Tutorial on the algorithm for subhalo-based mock-making¶
This section of the documentation provides detailed notes
for how the SubhaloMockFactory populates subhalo catalogs with synthetic galaxy populations.
The SubhaloMockFactory uses composite models built with the SubhaloModelFactory, which
is documented in the Source code notes on SubhaloModelFactory.
Outline¶
We will start in Basic syntax for making subhalo-based mocks with a high-level overview of the functionality
of the SubhaloMockFactory class. We provide detailed
notes on the source code of the mock factory in Algorithm for populating subhalo-based mocks.
Basic syntax for making subhalo-based mocks¶
The most common way to interact with
instances of the SubhaloMockFactory is as an attribute of the composite model you
are using to generate the mock. For example, the code snippet below shows how
the populate_mock method creates a mock object to
the composite model, which in this case will be a model based on the
Behroozi et al. (2010) parameterized abundance matching model:
from halotools.empirical_models import PrebuiltSubhaloModelFactory
behroozi10_model = PrebuiltSubhaloModelFactory('behroozi10')
from halotools.sim_manager import CachedHaloCatalog
default_halocat = CachedHaloCatalog()
behroozi10_model.populate_mock(default_halocat)
The final line of code above creates the behroozi10_model.mock attribute,
an instance of SubhaloMockFactory.
The SubhaloMockFactory is responsible for one task: using a Halotools composite model
to populate a simulation with mock galaxies.
When the SubhaloModelFactory.populate_mock method first creates a model.mock instance,
the instantiation of SubhaloMockFactory triggers the pre-processing phase of mock population.
Briefly, this phase does as many tasks in advance of actual mock population as possible
to improve the efficiency of MCMCs (see below for details).
By default, instantiating the mock factory also triggers
the SubhaloMockFactory.populate method to be called. This is the method that actually creates
the galaxy population. By calling the SubhaloMockFactory.populate method,
a new galaxy_table attribute is created and bound to the model.mock instance.
The galaxy_table attribute stores an Astropy Table object with one row
per mock galaxy and one column for every property assigned by the chosen composite model.
Algorithm for populating subhalo-based mocks¶
Pre-processing phase¶
In the preprocess_halo_catalog, new columns are added to the halo_table
according to any entries in the new_haloprop_func_dict; any such columns will automatically be included
in the galaxy_table. See The new_haloprop_func_dict mechanism for further details.
The pre-processing phase concludes with the call to the precompute_galprops method,
which is the first function that adds columns to the galaxy_table. For SubhaloModelFactory composite
models, the spatial positions and velocities of mock galaxies exactly coincide with those of (sub)halos,
and so the x, y, z, vx, vy, vz columns can all be added to the galaxy_table in advance.
Mock-population phase¶
After pre-processing, the galaxy_table has been prepared for the assignment of properties that
are computed dynamically, e.g., stellar mass and star formation rate.

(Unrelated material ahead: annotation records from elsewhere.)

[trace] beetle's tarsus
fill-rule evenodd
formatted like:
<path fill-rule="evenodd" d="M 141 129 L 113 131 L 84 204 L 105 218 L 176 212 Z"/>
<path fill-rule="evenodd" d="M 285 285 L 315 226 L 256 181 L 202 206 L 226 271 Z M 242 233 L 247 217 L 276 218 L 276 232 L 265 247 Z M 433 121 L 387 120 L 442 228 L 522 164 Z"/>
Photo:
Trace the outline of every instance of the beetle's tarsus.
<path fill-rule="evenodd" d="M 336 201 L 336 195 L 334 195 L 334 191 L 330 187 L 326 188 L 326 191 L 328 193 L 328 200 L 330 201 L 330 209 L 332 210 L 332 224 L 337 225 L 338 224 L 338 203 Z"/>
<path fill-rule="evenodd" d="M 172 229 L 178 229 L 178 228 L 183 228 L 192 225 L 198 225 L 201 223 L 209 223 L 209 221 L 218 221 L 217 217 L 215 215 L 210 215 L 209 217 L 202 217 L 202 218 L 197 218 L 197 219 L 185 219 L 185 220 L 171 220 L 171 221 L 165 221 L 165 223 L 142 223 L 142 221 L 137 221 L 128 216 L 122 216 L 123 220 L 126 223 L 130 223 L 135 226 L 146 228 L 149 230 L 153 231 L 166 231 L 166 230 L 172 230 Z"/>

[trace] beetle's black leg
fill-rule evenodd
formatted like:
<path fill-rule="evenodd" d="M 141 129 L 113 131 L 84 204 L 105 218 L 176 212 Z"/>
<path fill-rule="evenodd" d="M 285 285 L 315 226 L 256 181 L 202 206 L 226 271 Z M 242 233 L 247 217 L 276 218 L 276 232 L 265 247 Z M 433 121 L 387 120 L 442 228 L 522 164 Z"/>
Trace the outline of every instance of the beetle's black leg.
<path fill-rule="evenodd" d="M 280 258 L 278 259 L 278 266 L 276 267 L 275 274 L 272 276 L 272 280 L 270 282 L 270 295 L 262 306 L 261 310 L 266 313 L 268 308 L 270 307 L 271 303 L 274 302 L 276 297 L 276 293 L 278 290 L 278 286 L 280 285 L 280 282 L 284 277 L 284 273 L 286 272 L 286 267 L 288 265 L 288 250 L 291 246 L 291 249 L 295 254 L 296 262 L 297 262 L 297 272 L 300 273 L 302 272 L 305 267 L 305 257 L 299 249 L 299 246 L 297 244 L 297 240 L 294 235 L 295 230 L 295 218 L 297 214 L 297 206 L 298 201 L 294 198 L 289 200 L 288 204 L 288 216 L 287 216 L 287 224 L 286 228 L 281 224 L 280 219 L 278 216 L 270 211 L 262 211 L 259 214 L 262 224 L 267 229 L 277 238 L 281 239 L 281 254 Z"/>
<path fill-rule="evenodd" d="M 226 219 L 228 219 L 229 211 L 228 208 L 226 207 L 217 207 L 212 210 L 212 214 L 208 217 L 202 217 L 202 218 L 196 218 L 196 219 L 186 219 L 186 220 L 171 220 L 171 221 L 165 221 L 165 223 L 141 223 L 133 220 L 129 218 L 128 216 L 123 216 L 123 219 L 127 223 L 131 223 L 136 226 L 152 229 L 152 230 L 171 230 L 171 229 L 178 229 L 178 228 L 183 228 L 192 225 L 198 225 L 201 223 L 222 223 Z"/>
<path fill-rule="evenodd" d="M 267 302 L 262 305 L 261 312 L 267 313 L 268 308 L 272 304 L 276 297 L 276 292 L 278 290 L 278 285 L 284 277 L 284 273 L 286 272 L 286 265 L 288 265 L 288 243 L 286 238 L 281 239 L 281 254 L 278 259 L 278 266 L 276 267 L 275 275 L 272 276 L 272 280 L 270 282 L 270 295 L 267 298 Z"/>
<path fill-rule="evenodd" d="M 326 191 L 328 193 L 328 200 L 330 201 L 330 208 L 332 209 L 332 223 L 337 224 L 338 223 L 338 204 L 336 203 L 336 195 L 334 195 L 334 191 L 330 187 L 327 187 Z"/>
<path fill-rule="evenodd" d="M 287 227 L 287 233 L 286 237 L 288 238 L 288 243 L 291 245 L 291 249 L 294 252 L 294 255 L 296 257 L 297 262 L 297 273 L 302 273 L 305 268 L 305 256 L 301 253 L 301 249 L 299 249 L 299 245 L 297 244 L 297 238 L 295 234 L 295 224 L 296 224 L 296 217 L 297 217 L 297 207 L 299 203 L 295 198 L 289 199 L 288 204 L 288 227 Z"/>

This phase is controlled by
the populate method. Because the high-level bookkeeping has already been handled
by the SubhaloModelFactory class, the source for this phase is quite compact and straightforward.
First, empty columns are added to the galaxy_table
with by the _allocate_memory method. We do this by looping over every property
in _galprop_dtypes_to_allocate that has not already been assigned:
Ngals = len(self.galaxy_table)
new_column_generator = (key for key in self.model._galprop_dtypes_to_allocate.names
if key not in self._precomputed_galprop_list)
for key in new_column_generator:
dt = self.model._galprop_dtypes_to_allocate[key]
self.galaxy_table[key] = np.empty(Ngals, dtype = dt)
See The galprop_dtypes_to_allocate mechanism for details about this bookkeeping device.
Once memory has been allocated to the galaxy_table,
we successively pass this table to each of the functions in the _mock_generation_calling_sequence:
for method in self.model._mock_generation_calling_sequence:
func = getattr(self.model, method)
func(table = self.galaxy_table)
See The model_feature_calling_sequence mechanism for details. Note how the use of getattr
allows the SubhaloMockFactory to call the appropriate method without knowing its name. This
high-level feature of python is what allows the factory work with any arbitrary set of component models.